La citoyenneté peut être définie de façon liminaire comme la capacité à être en groupe et à y prendre part en respectant des règles explicites et tacites qui permettent de vivre ensemble et d’agir en vue d’une action commune ou à destination du groupe plus ou moins défini, chemin faisant de créer un espace d’expression dont la valeur affecte qualitativement ma relation à l’autre d’un lien potentiel d’interconnaissance et d’inter-reconnaissance qui fait société. Georg Simmel considéra ainsi que l’objet sociologique prend forme à partir de deux personnes et nous pouvons penser que la relation qui, selon Jerzy Grotowski, définit anthropologiquement le théâtre par ce qui se passe entre l’acteur et le spectateur appelle d’emblée un engagement qui interpelle la citoyenneté de chacun. Certains artistes se réclament de cet engagement, d’autres non. Il n’en reste pas moins que toute activité du théâtre en prison exige cet engagement non seulement de la part des artistes mais du public de détenus participant aux ateliers. En nous reportant à une dizaine d’expériences aux protocoles divers, nous verrons comment la pratique théâtrale déploie un espace potentiel de citoyenneté en milieu carcéral en France et à l’étranger, en nous intéressant à ses enjeux, ses modalités et ses limites.

17h Discussion générale et intermède théâtral (deuxième partie) par les étudiants de licence 3 et du master théâtre.

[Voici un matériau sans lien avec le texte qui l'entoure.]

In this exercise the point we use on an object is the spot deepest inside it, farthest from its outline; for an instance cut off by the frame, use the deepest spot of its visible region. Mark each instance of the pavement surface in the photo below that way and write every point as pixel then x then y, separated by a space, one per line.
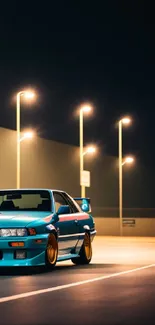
pixel 117 288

18h00 Clôture de la journée d’étude

Organisation

Cette journée d’études est organisée par le professeur Nathalie Gauthard de l’université de Nice Sophia Antipolis, Membre de l’université Côte d’Azur, laboratoire de recherche LIRCES.

Avec

  • Gilberto Icle, Professeur, Université Rio Grande do Sul, Brésil
  • Amos Fergombe, Professeur des arts du spectacle à l’Université d'Artois, Praxis et esthétique des arts - Textes et Culture EA 4028
  • Olivier Neveux, Professeur d’histoire et d’esthétique du théâtre, IHRIM - ENS de Lyon
  • Jérome Dubois, Maître de conférences en ethnoscénologie, Université Paris 8
  • Clément Poutot, Dr en sociologie, Chercheur associé au CERReV (EA 3918), Université Caen Normandie.
  • Thomas Cepitelli, Dr en littérature comparée, chercheur au CTEL (EA6307), Université de Nice Sophia-Antipolis.
  • Les Éclaireurs dirigés par Irina Brook, metteur en scène et directrice du Théâtre National de Nice.
  • Les étudiants de licence et master Arts du spectacle- Théâtre de l’Université de Nice.